Hello Leon, I found your observation and question interesting. Perhaps, for some not-so-obvious reasons, however:
"...plastic optical fiber to me means that their chip technology is only applicable to a LAN environment and is not in the more lucrative (i.e. glass optical fiber) space as JDSU etc... Is this still correct?"
I don't know if your initial read on the intended purposes behind POF, or POF's releationship to the DWDM aspect of their work, was accurate. In any event, one of the salient points about the future benefits of chip-based optics [which may not yet be very obvious], is that they will act as enabling elements in bringing multi-lane optical networking "within" in-buildings riser assemblies, campus distribution, individual workgroups, LANs in general, right down to the end point expansion boards. Possibly even embedded at some point in the future onto motherboards. Not right now, of course, but several years down the road.
Plastic fiber experimentation and the actual deployments of same, however, have never met with much success in the past for a variety of reasons except for some niche applications. A company that put a lot of weight into this back in the Eitghties was Codenoll Technology Corp. (which has since been acquired by ADC Corp), and despite the heavy emphasis they placed on it, it never materialized to much in the spaces they targeted, i.e., namely, in LANs.

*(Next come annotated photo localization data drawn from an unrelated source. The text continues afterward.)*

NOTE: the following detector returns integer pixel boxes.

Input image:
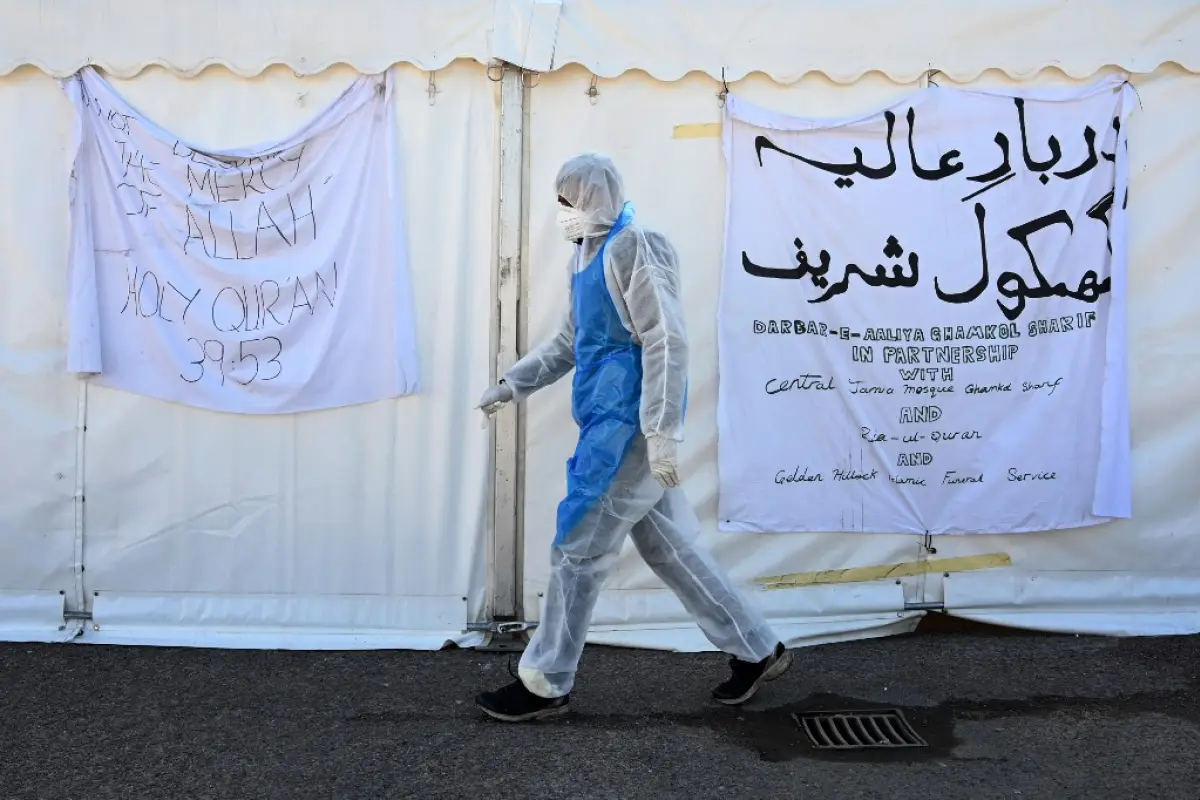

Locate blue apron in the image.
[555,203,641,544]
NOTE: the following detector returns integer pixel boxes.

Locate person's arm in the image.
[503,308,576,402]
[610,231,688,442]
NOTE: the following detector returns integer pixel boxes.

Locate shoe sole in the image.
[477,703,570,723]
[714,649,793,707]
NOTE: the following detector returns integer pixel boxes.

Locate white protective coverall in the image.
[506,153,779,699]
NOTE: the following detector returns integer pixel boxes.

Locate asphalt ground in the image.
[2,622,1198,799]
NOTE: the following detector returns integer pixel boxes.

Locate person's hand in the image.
[479,382,514,418]
[647,436,680,489]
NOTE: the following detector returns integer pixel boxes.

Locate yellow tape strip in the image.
[672,122,723,139]
[756,552,1012,591]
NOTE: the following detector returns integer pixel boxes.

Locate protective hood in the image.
[555,153,626,238]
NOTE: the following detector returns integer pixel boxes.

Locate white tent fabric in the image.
[520,64,1200,648]
[3,1,1195,82]
[0,62,497,646]
[547,0,1199,83]
[0,67,87,642]
[0,0,499,78]
[932,67,1200,636]
[1,1,1197,648]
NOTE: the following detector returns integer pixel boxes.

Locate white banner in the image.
[64,68,419,414]
[718,78,1134,535]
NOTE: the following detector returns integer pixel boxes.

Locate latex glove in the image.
[478,382,514,419]
[647,435,680,489]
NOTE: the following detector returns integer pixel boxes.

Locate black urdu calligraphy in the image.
[906,107,964,181]
[809,236,920,304]
[1086,190,1115,253]
[1014,97,1063,184]
[753,111,898,188]
[967,133,1013,184]
[995,210,1110,321]
[935,203,991,304]
[741,239,832,285]
[1101,117,1120,163]
[962,106,1115,202]
[742,236,919,304]
[1052,126,1099,180]
[1099,116,1129,212]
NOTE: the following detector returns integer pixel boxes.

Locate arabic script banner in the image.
[717,78,1134,535]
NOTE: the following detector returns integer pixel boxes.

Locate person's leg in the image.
[629,488,790,704]
[518,439,663,698]
[476,438,662,721]
[629,488,777,660]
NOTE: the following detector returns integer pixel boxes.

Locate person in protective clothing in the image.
[475,154,789,722]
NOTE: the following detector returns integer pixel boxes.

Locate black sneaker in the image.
[475,678,570,722]
[712,642,792,706]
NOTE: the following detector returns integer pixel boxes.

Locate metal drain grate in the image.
[792,709,928,750]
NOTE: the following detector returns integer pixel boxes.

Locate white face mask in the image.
[556,207,587,241]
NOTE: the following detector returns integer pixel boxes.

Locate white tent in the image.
[1,0,1197,648]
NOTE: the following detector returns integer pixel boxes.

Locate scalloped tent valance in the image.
[2,0,1197,81]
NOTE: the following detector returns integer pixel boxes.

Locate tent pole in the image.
[481,61,528,648]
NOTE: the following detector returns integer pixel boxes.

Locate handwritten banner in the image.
[65,68,419,414]
[717,79,1133,535]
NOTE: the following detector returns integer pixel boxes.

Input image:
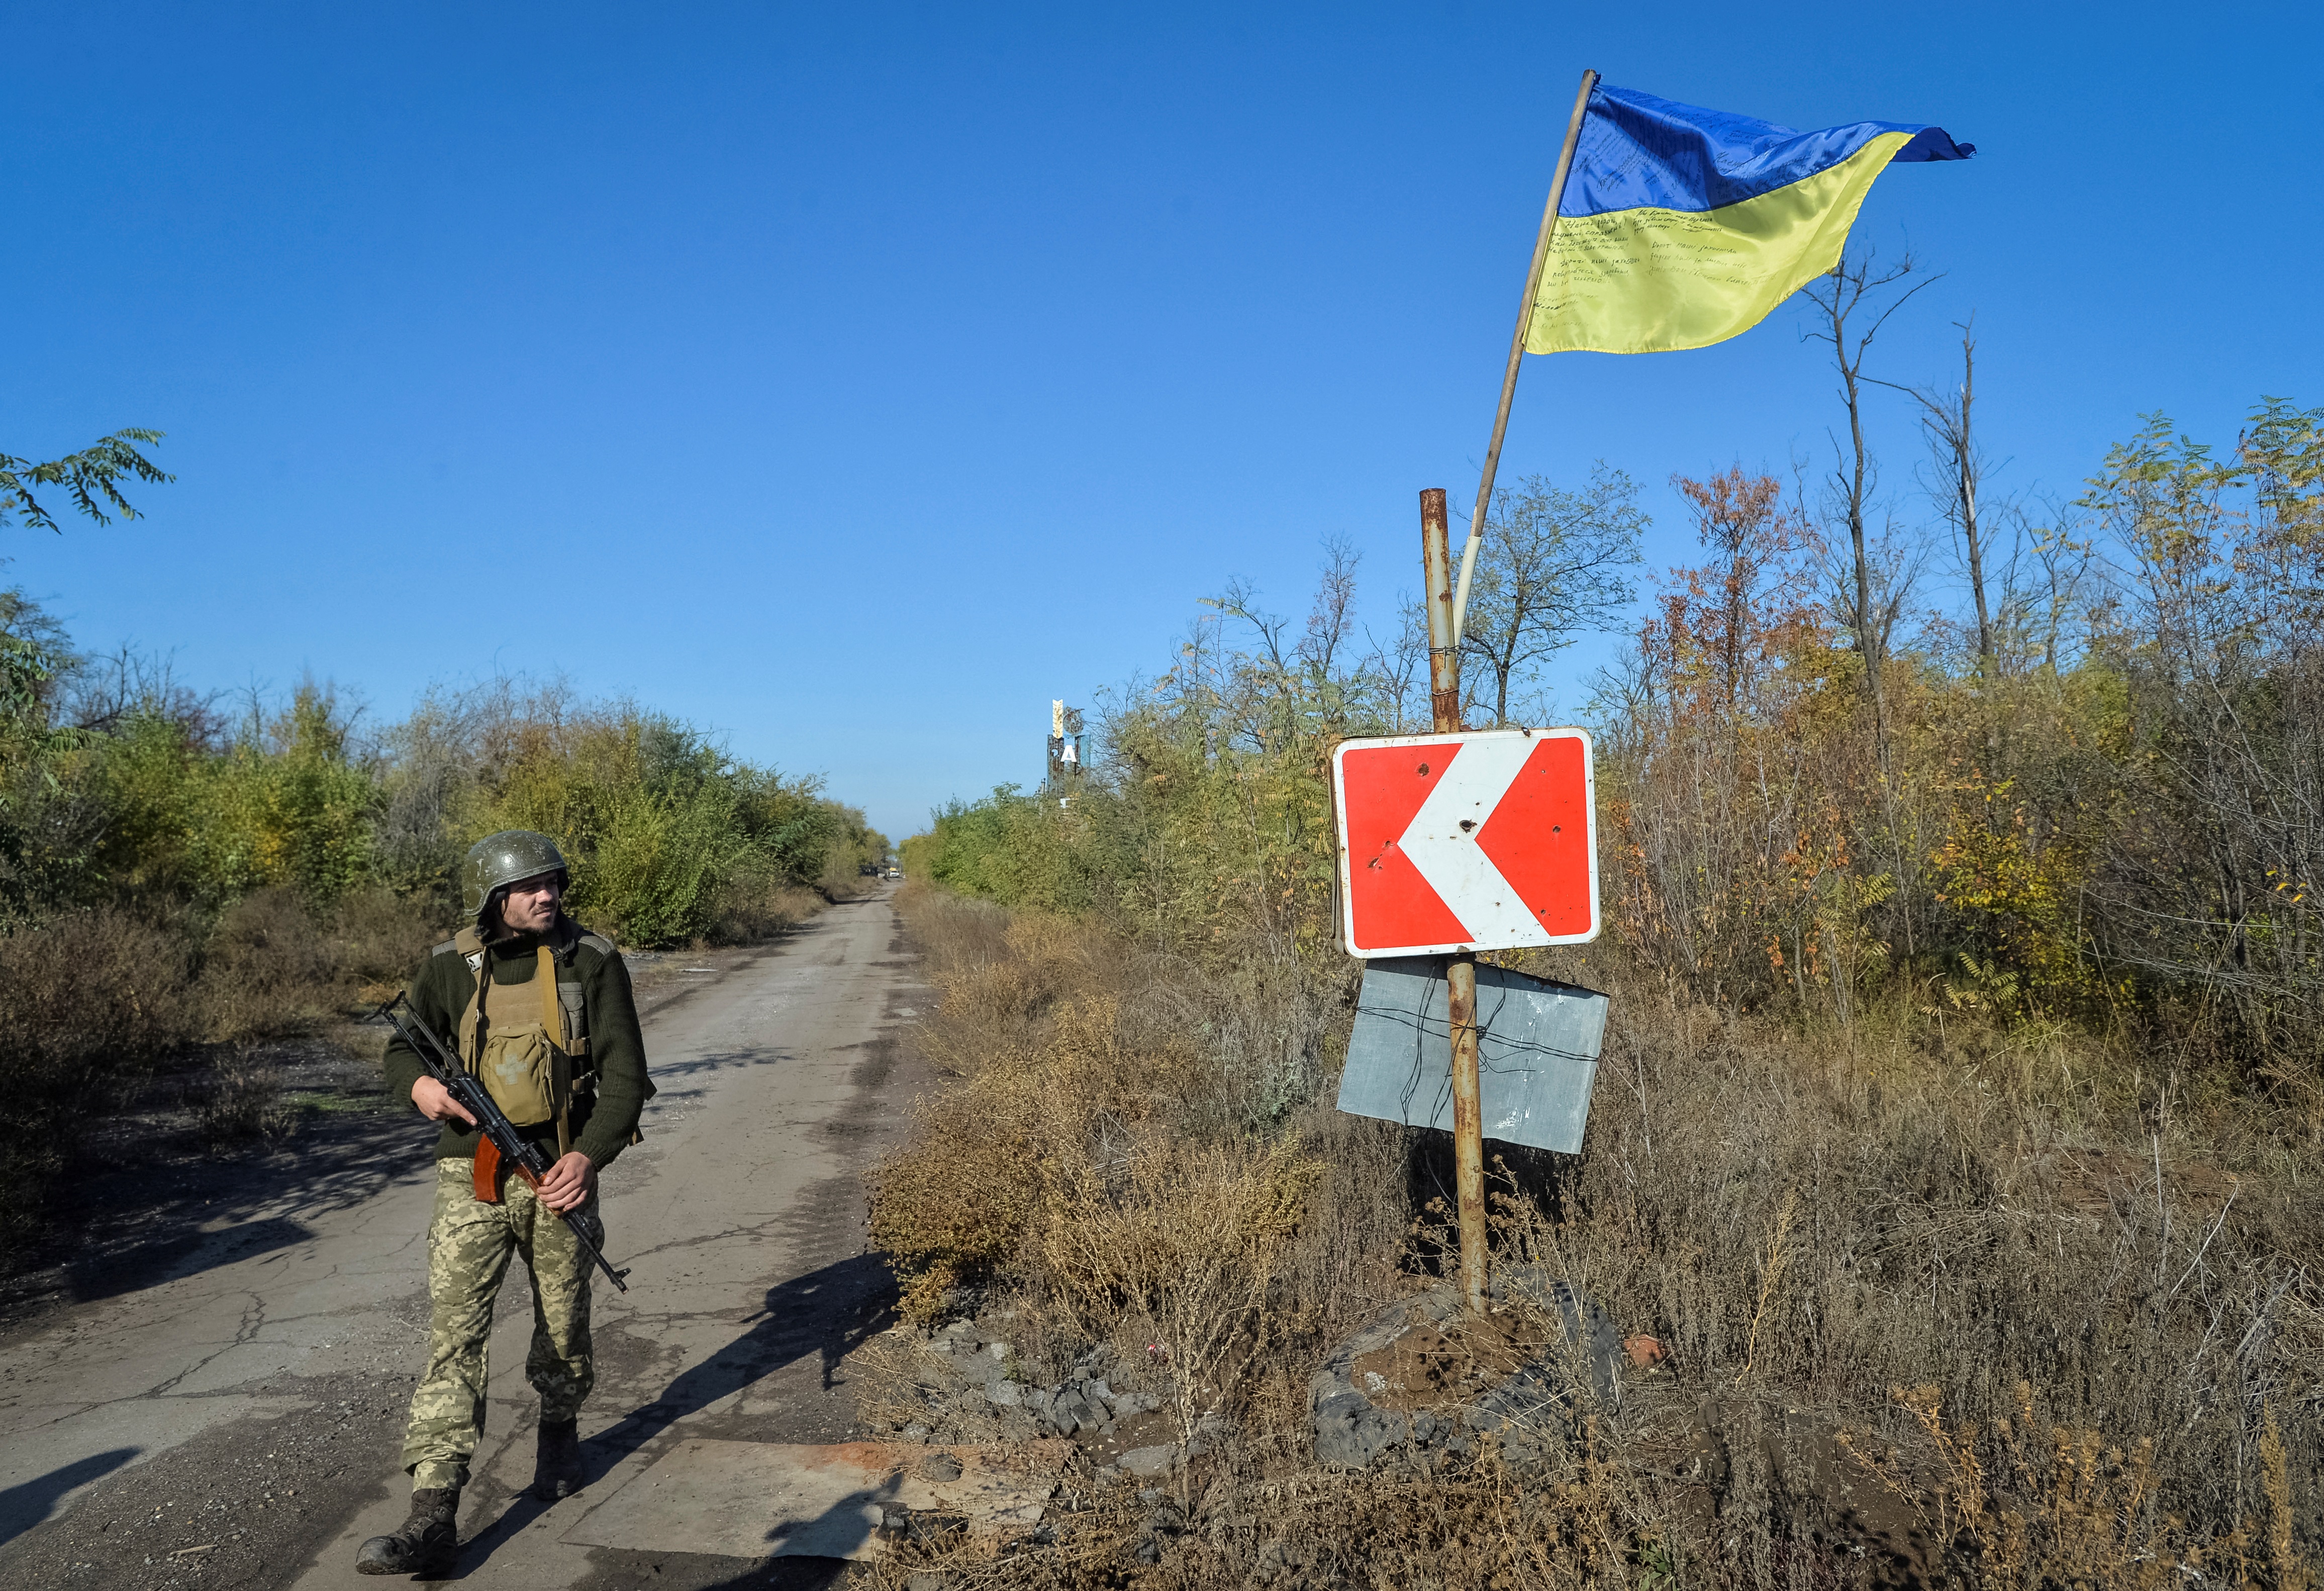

As for their intended uses of POF, however, I cannot speak to any progress that LUMM has had in this regard specifically, but I can say that POF to the best of my knowledge has never been a friendly component of DWDM assemblies... indeed, it may very well be (and probably still is to a great extent) just the opposite for most of the conventional distances and wavelengths used today. FWIW.
Perhaps someone else who is more familiar with LUMM's motivation behind their POF work can add to this.